Pero hubo un país y una escena que nunca podré olvidar.De todas mis resurrecciones, la más extraordinaria. Y tengo testigos. Circulábamos en moto, en fila india, cada uno en la suya, un grupo de cuatro amigos, por una carretera de Cuba. En un momento determinado, mi máquina -de alquiler- se averió y ante la amenaza de que me arrollaran los coches en dirección contraria, decidí suicidarme con cargo a mi buena suerte providencial. Nada ayudaba a ese optimismo: el paisaje a mi diestra era una hilera de árboles y piedras en la selva antillana. Cuando finalmente me arrojé al arcén del bosque ya no confiaba en otro milagro. En efecto, las piedras me recibieron y el impacto se produjo. Pero me levanté raudo como un fantasma y cuando mis amigos llegaron corriendo a socorrerme miré arriba y vi aquella nube en el cielo y enseguida la luna, y comprendí que había sido otra vez el viento, un golpe de aire, nada grave. Seguía intacto. Vivo en el cielo de Cuba. Pasaron años, con contratiempos nunca tan desmesurados. El curandero del Price me rescató un dedo que di por perdido jugando al fútbol.
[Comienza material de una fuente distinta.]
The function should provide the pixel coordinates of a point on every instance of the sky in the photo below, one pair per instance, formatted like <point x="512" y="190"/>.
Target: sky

Y un día viajé a Perú con el periodista Javier Cabrera, obsesionado con ver el Machu Pichu, y conocí el país y a la mujer que iba a ser la madre de mi hijo. Fue cuando hicimos una excursión a la bella laguna de Huacachina, a cinco kilómetros de la ciudad de Ica. Por la tarde, de regreso, el cielo se tornó violeta, la carretera empezó a moverse sinuosamente como una cama de agua y el taxi se detuvo para que nos apeáramos rápido. De pie en la calzada sentimos que el suelo se estremecía, de pronto oscureció de golpe en mitad de un gran apagón y nos cogimos de la mano para no caernos. Alguien de entre nosotros me miró con miedo adquiriendo conciencia del peligro que corríamos: “¿Esto es el final, verdad?”, preguntó. Otras voces le daban la razón. “¡Es el fin del mundo!”, gritó una persona a nuestro lado. Duró dos minutos y 55 segundos. Tuvo 8 grados en la escala de Richter. Hubo 597 muertos y 2.291 heridos. Aquel terremoto nos perdonó la vida hace ahora trece años. No había caído en ello cuando este sábado, un wasap de Lucía me lo recordó y se lo contamos como todos los años a Ángel, que poco después de aquel susto vino al mundo. Todos tenemos nuestros siniestros particulares. Cristino de Vera me dijo que había sobrevivido mucho. A veces pienso que el limbo es esto.